Peluncuran ini merupakan persiapan sebelum Blue Origin memulai bisnis wisata luar angkasa pada akhir 2018. Rencananya, penumpang akan dibawa pada ketinggian 100 kilometer lebih yang merupakan batas antara atmosfer dengan angkasa.

Pada ketinggian tersebut, penumpang akan merasakan sensasi gravitasi mikro ditambah pemandangan menakjubkan planet Bumi dari luar angkasa. Kapsul awak kemudian mendarat kembali menggunakan parasut, metode serupa yang dipakai astronot sejak beberapa dekade lalu.

New Shepard
New Shepard sesaat sebelum kakinya menyentuh tanah

Sama seperti Falcon 9, New Shepard juga dibekali kemampuan mendarat secara vertikal. Namun, bisa dibilang tidak sehebat roket milik SpaceX tersebut. Pasalnya bobot New Shepard terhitung ringan dan hanya perlu satu roket untuk peluncuran dan mendarat.
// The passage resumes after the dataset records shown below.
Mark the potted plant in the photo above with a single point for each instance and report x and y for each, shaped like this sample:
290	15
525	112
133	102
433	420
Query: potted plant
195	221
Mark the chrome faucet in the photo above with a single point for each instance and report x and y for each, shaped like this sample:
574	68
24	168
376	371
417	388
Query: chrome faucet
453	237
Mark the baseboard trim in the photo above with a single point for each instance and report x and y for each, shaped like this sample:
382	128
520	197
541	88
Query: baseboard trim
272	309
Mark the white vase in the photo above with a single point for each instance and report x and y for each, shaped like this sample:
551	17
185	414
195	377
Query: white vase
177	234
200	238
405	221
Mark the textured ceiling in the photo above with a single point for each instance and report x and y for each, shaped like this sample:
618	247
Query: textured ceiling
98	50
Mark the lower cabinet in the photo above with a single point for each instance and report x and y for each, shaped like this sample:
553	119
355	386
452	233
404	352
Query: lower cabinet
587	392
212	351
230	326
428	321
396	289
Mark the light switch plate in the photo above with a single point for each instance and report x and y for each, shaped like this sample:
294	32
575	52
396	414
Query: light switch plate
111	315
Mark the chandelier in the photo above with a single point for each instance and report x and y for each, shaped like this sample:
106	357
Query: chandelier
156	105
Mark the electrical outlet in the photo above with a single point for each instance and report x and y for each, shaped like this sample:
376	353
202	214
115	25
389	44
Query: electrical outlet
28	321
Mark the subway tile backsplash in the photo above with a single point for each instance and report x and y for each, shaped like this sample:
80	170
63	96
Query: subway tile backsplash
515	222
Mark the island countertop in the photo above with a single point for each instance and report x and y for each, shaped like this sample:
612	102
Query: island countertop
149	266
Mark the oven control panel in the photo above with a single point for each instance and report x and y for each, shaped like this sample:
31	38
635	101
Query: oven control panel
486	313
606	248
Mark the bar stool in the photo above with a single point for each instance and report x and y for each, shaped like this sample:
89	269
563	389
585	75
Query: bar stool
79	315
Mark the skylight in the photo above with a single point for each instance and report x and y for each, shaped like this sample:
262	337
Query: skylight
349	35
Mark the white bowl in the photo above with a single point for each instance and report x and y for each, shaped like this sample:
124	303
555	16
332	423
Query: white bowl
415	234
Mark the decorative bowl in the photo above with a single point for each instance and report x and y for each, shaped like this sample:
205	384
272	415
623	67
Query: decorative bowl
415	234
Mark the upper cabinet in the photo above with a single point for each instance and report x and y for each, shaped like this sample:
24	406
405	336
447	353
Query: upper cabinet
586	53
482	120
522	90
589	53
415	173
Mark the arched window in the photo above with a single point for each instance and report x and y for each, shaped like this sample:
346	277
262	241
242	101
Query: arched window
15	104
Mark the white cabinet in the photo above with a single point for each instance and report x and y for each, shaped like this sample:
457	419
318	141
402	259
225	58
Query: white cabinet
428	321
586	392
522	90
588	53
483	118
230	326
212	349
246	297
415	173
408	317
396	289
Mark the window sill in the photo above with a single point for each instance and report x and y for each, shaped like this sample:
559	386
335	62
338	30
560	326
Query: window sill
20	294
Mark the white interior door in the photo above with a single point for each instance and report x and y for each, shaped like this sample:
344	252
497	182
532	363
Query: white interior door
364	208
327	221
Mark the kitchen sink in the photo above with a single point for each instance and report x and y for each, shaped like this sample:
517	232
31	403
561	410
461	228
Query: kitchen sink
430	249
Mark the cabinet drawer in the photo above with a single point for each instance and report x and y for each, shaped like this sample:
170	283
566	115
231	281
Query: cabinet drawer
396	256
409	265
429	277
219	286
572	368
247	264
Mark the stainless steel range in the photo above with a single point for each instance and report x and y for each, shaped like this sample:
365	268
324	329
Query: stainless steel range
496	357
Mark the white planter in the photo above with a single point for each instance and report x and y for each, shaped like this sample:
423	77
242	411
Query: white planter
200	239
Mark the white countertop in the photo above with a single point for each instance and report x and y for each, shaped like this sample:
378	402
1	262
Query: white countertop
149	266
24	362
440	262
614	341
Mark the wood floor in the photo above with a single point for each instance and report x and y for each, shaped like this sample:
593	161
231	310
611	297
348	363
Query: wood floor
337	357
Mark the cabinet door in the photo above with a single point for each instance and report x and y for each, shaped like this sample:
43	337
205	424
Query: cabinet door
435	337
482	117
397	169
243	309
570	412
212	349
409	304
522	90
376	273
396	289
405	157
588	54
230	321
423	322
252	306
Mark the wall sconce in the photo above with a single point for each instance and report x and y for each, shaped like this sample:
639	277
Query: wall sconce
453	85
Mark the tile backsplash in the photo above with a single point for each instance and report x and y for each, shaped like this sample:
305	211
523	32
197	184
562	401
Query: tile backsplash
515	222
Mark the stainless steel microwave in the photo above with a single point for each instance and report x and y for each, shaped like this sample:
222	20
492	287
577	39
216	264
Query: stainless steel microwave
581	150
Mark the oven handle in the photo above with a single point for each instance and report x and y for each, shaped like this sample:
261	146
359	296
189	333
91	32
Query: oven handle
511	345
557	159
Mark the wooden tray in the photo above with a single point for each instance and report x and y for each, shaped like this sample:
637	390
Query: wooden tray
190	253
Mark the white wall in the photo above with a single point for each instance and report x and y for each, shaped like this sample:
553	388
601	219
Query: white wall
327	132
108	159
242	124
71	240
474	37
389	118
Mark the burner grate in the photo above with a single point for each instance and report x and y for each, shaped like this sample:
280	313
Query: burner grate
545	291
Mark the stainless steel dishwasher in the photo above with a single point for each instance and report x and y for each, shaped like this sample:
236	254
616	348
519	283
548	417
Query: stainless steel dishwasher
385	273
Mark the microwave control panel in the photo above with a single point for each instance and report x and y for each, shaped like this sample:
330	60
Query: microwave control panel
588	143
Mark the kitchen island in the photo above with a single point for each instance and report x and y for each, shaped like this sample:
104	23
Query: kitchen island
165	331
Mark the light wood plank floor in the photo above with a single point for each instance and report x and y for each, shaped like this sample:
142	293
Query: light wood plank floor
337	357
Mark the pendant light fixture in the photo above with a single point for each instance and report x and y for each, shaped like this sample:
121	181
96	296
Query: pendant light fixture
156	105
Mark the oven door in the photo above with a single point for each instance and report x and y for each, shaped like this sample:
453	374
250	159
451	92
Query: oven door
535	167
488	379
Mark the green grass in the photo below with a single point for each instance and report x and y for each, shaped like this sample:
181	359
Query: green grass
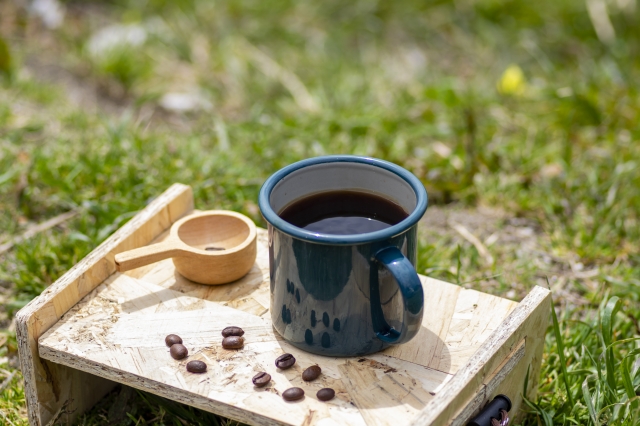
420	84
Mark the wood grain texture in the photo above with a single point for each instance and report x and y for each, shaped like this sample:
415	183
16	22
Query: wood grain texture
118	331
231	235
52	390
527	322
113	329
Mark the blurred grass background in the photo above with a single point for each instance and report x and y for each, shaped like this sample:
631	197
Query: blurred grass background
528	110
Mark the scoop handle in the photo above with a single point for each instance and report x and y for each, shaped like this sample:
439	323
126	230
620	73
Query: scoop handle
146	255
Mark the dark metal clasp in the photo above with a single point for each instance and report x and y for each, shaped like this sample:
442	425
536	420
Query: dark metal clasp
494	413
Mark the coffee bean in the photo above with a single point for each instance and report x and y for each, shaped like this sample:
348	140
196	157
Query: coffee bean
178	351
311	373
285	361
292	394
172	339
261	379
233	342
232	331
325	394
196	367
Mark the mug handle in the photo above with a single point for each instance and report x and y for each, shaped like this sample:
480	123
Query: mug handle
412	297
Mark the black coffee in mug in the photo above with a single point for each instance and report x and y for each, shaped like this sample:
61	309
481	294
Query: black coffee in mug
343	212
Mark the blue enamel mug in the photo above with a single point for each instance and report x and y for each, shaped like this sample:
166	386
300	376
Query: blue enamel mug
344	295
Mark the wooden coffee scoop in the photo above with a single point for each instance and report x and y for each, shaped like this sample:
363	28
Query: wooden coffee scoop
210	247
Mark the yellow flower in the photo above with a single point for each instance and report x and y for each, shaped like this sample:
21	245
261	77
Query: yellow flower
512	81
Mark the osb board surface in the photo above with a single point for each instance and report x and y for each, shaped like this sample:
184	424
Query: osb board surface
118	330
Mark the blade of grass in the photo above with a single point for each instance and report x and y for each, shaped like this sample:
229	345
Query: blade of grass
560	347
609	311
589	401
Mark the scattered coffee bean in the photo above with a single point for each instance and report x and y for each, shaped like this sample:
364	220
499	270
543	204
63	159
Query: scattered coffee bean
196	367
285	361
292	394
233	342
325	394
178	351
232	331
311	373
172	339
261	379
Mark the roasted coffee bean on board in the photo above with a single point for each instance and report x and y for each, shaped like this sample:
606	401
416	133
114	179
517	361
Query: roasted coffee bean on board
233	342
172	339
178	351
311	373
292	394
325	394
261	379
232	331
285	361
196	367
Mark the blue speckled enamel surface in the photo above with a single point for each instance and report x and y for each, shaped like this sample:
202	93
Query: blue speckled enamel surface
336	298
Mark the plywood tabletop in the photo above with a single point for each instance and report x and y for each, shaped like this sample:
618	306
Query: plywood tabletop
117	332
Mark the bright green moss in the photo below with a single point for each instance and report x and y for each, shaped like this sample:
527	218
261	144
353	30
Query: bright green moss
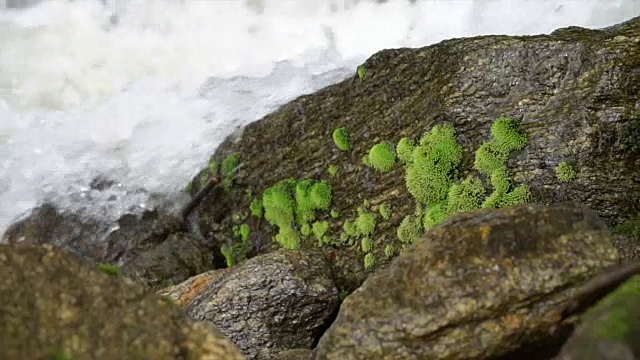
110	269
436	213
342	139
332	170
385	211
435	160
410	229
256	207
366	245
369	261
319	229
382	157
362	71
405	149
465	196
366	223
305	229
245	231
321	195
565	172
389	251
507	135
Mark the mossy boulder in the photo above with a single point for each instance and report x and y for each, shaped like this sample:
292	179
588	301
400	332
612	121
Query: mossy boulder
56	306
478	286
571	110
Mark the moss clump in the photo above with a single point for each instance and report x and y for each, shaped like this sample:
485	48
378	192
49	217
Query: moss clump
405	149
565	172
410	229
110	269
229	168
342	139
256	208
289	203
389	251
385	211
431	173
361	71
369	261
382	157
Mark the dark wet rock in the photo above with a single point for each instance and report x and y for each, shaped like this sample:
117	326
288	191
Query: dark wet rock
576	93
475	287
294	354
152	248
56	306
609	330
268	304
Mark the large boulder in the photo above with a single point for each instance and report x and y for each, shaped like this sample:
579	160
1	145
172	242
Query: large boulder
575	93
56	306
481	285
270	303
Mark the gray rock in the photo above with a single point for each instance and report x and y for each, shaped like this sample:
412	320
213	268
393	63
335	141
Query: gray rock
475	287
268	304
56	306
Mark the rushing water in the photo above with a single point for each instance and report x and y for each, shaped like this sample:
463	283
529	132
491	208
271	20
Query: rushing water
146	101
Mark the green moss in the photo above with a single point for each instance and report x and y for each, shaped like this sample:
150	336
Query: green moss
362	71
245	231
389	251
366	245
332	170
465	196
342	139
405	149
369	261
382	157
385	211
256	208
410	229
565	172
435	160
366	223
110	269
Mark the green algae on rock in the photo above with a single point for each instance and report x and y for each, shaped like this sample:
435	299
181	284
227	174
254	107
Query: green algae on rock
483	280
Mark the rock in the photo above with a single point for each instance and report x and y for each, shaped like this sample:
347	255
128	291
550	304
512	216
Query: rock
152	248
270	303
295	354
56	306
609	330
575	93
475	287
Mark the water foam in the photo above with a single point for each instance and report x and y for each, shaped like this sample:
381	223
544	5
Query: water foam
80	97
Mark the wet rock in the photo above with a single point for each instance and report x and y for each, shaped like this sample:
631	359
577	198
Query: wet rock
575	92
475	287
268	304
55	306
610	330
152	248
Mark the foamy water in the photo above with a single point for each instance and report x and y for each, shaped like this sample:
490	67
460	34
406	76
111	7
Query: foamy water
147	101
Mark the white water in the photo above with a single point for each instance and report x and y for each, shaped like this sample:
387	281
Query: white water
80	98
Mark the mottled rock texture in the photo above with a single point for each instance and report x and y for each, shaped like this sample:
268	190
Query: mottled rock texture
268	304
56	306
476	287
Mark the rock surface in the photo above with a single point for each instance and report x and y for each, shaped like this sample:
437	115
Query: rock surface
269	304
151	248
55	306
475	287
576	93
611	329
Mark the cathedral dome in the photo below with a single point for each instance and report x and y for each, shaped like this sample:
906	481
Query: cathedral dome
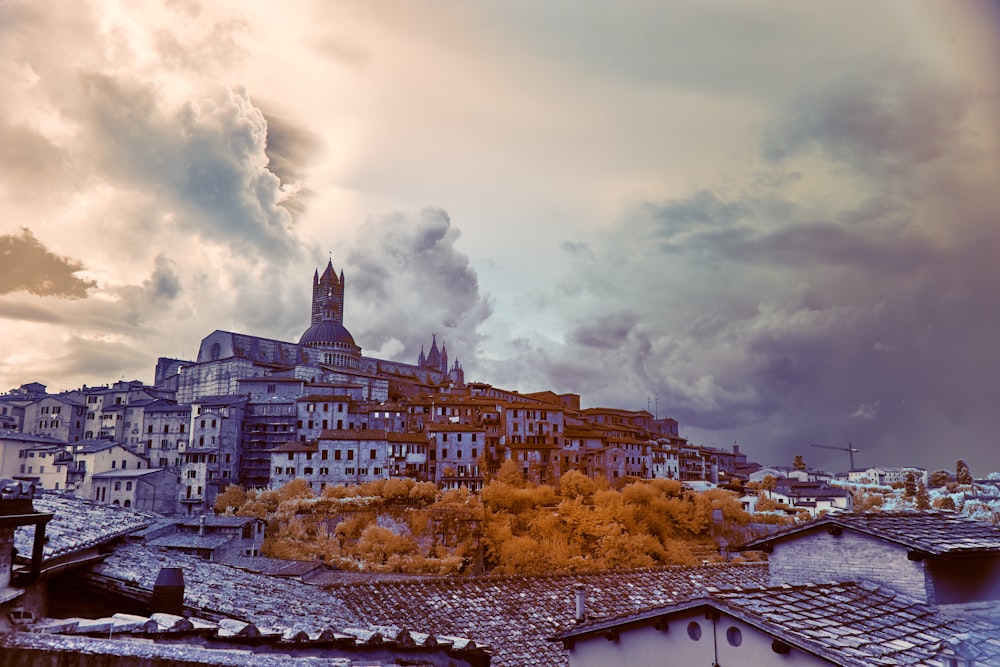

Blue Origin menargetkan haluan perusahaannya sebagai penyedia wisata ke luar angkasa, sementara SpaceX berfokus pada pengiriman satelit. Jelas keduanya memiliki ambisi yang berbeda, sehingga tidak bisa dikatakan sebagai rival, setidaknya dalam waktu dekat ini.

Misi New Shepard kemarin membawa beberapa manekin manusia disertai instrumen untuk membaca profil peluncuran. Hal ini sangat penting untuk mematangkan peluncuran berawak ke depannya.

Perusahaan yang didirikan oleh Jeff Bezos ini berharap wisata angkasa bisa dimulai pada tahun ini, meski biaya tiket per orang masih belum diumumkan.